Evangelicals, like all Protestants, tend to define themselves in terms of Reformation distinctives, which has its pros and cons. I think the Reformation (re)discovered important theological and biblical truths and rightly called for a reform of the Catholic Church as it then stood in Western Europe. However, it also had the consequence that Protestantism continually defines and locates itself as a movement over/against Roman Catholicism. If Catholicism ended, what would Protestantism be?

It also had and continues to have a debilitating effect on Protestant scholarship more broadly, and Evangelicalism in particular. That is, it has made the Reformation period both normative and norming for historical theology. This is seen, for one, in the fact that those who teach, write on, and interpret Patristics within Evangelical institutes and for Evangelical audiences are often (a) those whose specialty is Reformation history, and (b) Systematic theologians.

Not, of course, that those trained in other disciplines can never or should never dare to comment or produce scholarship, but taken as a whole, it skews Patristic studies by evangelicals in a certain direction. One in which the ‘normal’ view of things is shaped by those trained in 16th century theology, history, and 20th century concerns. There is a real danger of anachronism here, that we would read Early Church Theology not on its own terms, not in the context of Late Antiquity, but subject to our own agendas, and our own colonialising narratives, as we try to make a history of early Christianity fit our doctrines of, for example, decline and reform, or Pristinism, and so on.

Asking questions like, “Where is justification by faith in the early church?” or “What evidence is there for penal substitutionary atonement in the Fathers?” are valid questions. But they are not the right questions to start with. They reflect our concerns, and in particular they reflect our concerns as shaped by 16th century ones. They are second-order questions, and if you ask them first, you distort early Christian theologies by (mis)leading the witnesses. Better by far, it is, to attempt to enter into the historical context of those believers, and attempt to understand what they wrote, and what they did, on their own terms, in the matrix of how they themselves articulated it.

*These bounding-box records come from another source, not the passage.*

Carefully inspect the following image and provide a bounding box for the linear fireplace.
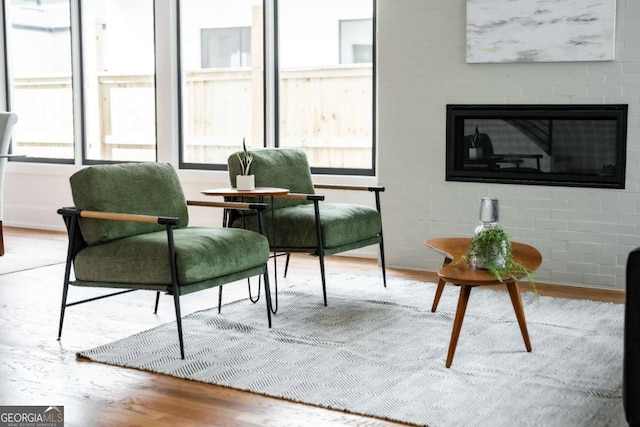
[446,104,628,188]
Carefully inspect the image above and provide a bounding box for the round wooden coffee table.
[425,237,542,368]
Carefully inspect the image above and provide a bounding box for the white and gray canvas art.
[467,0,616,63]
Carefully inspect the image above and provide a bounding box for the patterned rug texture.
[78,274,626,427]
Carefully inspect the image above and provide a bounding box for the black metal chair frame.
[274,184,387,307]
[57,201,272,359]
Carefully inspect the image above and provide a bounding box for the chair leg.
[0,221,4,256]
[380,233,387,288]
[313,200,327,307]
[173,292,184,359]
[264,265,272,327]
[282,252,291,277]
[58,280,69,341]
[318,250,327,307]
[153,291,160,314]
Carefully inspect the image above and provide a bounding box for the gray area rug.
[78,275,626,427]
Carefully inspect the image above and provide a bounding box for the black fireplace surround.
[446,104,628,188]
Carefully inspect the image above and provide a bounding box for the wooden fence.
[13,66,373,168]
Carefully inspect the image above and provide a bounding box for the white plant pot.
[236,175,256,191]
[475,242,507,269]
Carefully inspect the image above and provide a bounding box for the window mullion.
[69,0,85,165]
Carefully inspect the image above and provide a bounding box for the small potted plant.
[465,225,537,295]
[236,138,256,191]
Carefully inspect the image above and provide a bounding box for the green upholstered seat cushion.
[74,227,269,286]
[227,148,314,209]
[69,163,189,245]
[233,202,382,253]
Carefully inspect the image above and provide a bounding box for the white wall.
[378,0,640,289]
[4,0,640,289]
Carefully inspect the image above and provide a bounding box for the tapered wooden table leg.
[431,279,445,313]
[507,282,531,351]
[445,285,472,368]
[431,258,452,313]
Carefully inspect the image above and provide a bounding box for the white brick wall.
[378,0,640,289]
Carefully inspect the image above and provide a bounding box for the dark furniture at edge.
[622,247,640,427]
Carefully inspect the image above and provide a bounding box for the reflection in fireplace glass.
[447,105,626,188]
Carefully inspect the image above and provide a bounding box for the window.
[5,0,156,163]
[179,0,375,175]
[277,0,374,174]
[179,0,264,169]
[81,0,156,161]
[5,0,74,162]
[340,19,373,64]
[201,27,251,68]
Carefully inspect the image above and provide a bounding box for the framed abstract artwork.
[467,0,616,63]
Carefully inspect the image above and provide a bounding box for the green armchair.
[227,148,386,305]
[58,163,271,359]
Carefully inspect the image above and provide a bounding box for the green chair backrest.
[227,148,314,209]
[69,163,189,245]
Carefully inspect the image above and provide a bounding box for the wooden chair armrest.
[313,184,384,191]
[187,200,267,211]
[58,208,180,225]
[274,193,324,200]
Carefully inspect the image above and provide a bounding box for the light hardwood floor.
[0,228,624,427]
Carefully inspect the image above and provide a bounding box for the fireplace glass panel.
[447,105,627,188]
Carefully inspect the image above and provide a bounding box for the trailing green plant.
[464,225,538,296]
[237,138,253,175]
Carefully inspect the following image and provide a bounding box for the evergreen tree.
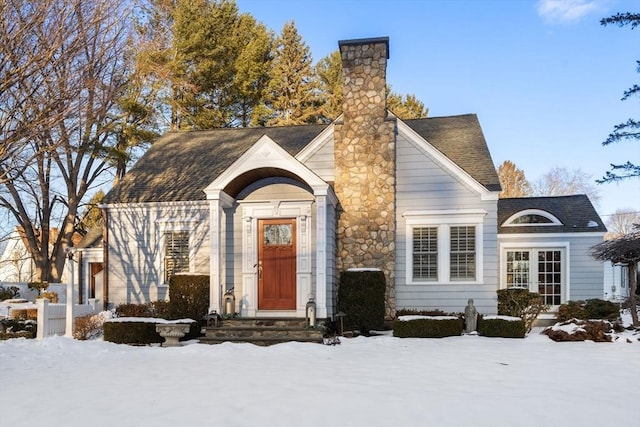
[316,50,343,121]
[497,160,532,199]
[266,21,319,126]
[597,12,640,183]
[387,85,429,120]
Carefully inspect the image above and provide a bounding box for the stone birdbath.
[156,323,191,347]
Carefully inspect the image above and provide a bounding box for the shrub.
[337,271,385,334]
[556,301,585,322]
[0,319,38,340]
[396,308,454,317]
[498,288,549,332]
[10,308,38,320]
[38,291,59,304]
[115,304,154,317]
[73,314,104,341]
[0,285,20,301]
[584,299,620,320]
[393,317,464,338]
[478,315,527,338]
[544,319,614,342]
[169,274,209,325]
[27,282,49,295]
[149,301,171,320]
[103,321,164,345]
[557,299,620,322]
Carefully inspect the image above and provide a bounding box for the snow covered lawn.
[0,329,640,427]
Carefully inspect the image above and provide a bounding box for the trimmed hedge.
[337,271,386,334]
[557,298,620,322]
[478,316,527,338]
[103,321,200,345]
[393,318,464,338]
[103,321,164,345]
[168,274,209,324]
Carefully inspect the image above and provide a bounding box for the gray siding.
[498,233,604,302]
[396,130,498,314]
[107,202,209,306]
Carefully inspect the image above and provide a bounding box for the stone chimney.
[334,37,396,316]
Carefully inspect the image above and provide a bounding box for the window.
[413,227,438,280]
[502,209,562,227]
[403,209,487,285]
[449,226,476,280]
[502,246,569,305]
[164,231,189,283]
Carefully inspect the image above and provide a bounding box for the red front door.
[258,218,296,310]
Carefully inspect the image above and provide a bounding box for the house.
[96,38,605,318]
[0,226,82,283]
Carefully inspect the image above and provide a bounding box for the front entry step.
[200,317,324,346]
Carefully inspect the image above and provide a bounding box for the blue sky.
[237,0,640,221]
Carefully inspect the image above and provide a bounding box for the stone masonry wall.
[334,38,396,316]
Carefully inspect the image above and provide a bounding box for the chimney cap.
[338,37,389,59]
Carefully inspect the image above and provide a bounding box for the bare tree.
[605,208,640,239]
[532,166,600,205]
[497,160,532,199]
[590,232,640,327]
[0,0,129,281]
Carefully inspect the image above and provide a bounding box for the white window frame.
[500,241,571,307]
[403,209,487,285]
[502,209,563,227]
[156,221,195,286]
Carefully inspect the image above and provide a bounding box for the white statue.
[464,299,478,334]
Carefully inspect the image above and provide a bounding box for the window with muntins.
[164,231,189,283]
[413,227,438,280]
[449,226,476,280]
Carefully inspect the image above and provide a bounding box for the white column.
[209,199,224,313]
[315,196,328,318]
[36,298,49,340]
[64,258,76,338]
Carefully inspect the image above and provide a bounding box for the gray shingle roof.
[404,114,501,191]
[102,114,500,204]
[498,194,607,234]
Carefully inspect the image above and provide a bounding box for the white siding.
[107,202,209,306]
[304,137,335,182]
[396,130,498,314]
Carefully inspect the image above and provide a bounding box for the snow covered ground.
[0,329,640,427]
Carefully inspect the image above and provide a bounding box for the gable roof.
[102,125,328,204]
[403,114,501,191]
[102,114,500,204]
[498,194,607,234]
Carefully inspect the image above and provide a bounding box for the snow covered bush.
[543,319,622,342]
[73,313,105,341]
[478,316,527,338]
[0,285,20,301]
[393,316,464,338]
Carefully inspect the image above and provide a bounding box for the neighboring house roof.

How does this contribute to a lack of Evangelicals in Patristics? In three ways, as I see it. Firstly, if Reformation and Systematics researchers can do the job, why bother training Patristics scholars? (I’ll have more to say on this in my next post). Secondly, if you continually explain and mine the field of Patristics in service to other agendas, there’s no value in Patristics per se. It’s a means to other ends, and those ends dictate where students will place their studies, and how the evangelical context ‘values’ Patristics. Thirdly, simply doing Patristics well will involve a partial rejection of this paradigm of evangelicalism, which is going to lead into my fourth post.